6
votes

I would like to have a custom skill, but it would need direct access to the users voice (our output of a recorded audio). Can/will Alexa relay the stream rather than sending the request invocations (launch/intent/session-end)?

I understand custom skills can send back mp3s as responses, but being able to gain access to the actual voice requests, either the stream or a mp3, would be awesome.

Edit:

It seems that there is not a provided mp3 in the request object: https://developer.amazon.com/public/solutions/alexa/alexa-skills-kit/docs/alexa-skills-kit-interface-reference#LaunchRequest

2

2 Answers

16
votes

Alexa does not provide this service.

Having an always-on device in a domestic setting, that can hear everything said, plus background noise, and side conversations, is a huge security concern.
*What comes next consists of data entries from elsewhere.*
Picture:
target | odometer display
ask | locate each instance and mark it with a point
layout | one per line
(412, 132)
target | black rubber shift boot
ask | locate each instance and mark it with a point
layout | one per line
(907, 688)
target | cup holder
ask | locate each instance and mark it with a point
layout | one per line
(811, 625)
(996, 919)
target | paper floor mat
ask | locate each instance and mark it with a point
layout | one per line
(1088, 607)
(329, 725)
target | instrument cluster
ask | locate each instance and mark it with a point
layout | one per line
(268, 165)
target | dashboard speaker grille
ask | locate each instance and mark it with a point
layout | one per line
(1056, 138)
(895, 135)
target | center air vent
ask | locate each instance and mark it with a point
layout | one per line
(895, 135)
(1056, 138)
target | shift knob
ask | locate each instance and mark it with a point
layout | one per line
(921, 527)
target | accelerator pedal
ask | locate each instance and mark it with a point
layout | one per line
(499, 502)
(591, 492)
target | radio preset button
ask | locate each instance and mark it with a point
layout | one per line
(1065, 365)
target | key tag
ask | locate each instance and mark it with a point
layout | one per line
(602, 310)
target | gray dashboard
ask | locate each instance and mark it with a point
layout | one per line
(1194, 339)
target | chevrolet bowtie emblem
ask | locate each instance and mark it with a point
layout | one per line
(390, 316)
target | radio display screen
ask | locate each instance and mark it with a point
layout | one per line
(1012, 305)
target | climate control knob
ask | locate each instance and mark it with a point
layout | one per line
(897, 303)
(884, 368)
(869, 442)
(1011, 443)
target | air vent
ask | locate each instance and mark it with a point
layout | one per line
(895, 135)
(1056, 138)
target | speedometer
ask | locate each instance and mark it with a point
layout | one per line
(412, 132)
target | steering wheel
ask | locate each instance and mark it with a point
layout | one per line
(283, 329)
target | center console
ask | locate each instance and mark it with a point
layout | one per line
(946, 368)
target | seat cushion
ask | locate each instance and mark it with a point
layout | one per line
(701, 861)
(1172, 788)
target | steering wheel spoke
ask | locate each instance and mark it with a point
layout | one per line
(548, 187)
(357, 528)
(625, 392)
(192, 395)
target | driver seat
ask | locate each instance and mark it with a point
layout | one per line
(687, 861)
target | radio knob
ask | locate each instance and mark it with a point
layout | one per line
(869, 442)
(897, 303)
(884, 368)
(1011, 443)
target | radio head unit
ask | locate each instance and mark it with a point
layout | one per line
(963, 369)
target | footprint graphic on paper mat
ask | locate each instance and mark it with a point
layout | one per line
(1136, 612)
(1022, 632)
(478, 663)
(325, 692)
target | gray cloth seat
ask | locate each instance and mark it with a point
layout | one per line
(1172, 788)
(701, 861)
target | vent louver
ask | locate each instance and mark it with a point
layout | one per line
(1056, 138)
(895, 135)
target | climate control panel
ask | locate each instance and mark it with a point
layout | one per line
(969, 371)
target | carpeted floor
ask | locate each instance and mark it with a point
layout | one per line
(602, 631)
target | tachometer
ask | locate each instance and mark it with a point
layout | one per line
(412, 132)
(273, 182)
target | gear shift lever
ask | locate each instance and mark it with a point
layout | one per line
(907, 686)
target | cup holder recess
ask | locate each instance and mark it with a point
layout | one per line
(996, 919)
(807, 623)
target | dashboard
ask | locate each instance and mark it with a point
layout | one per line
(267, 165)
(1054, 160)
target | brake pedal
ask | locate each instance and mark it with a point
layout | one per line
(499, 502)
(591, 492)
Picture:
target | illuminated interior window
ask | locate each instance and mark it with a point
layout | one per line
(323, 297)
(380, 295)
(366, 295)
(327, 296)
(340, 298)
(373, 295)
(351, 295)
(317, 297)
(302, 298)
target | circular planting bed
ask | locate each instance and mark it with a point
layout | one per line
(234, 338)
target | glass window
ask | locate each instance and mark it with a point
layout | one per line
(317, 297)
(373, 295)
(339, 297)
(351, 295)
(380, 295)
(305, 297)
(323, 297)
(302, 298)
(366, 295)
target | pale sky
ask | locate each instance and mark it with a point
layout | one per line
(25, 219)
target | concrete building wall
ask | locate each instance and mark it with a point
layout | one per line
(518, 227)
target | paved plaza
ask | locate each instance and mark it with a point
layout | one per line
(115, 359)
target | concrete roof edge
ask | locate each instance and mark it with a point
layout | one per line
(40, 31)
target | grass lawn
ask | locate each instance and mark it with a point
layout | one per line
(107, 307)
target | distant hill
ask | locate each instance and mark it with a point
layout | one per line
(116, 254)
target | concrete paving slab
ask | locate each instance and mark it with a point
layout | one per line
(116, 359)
Amazon mitigates this concern by filtering the input, performing the difficult Speech-to-text work, and only providing the resulting text. (After further processing by your interaction model.)

-1
votes

In short, no - I can't find anywhere specifically in the documentation but I just created a Python library that encapsulates all the JSON structures, so I know you can't do this yet.

The only control over audio is 'output' through embedding links in SSML.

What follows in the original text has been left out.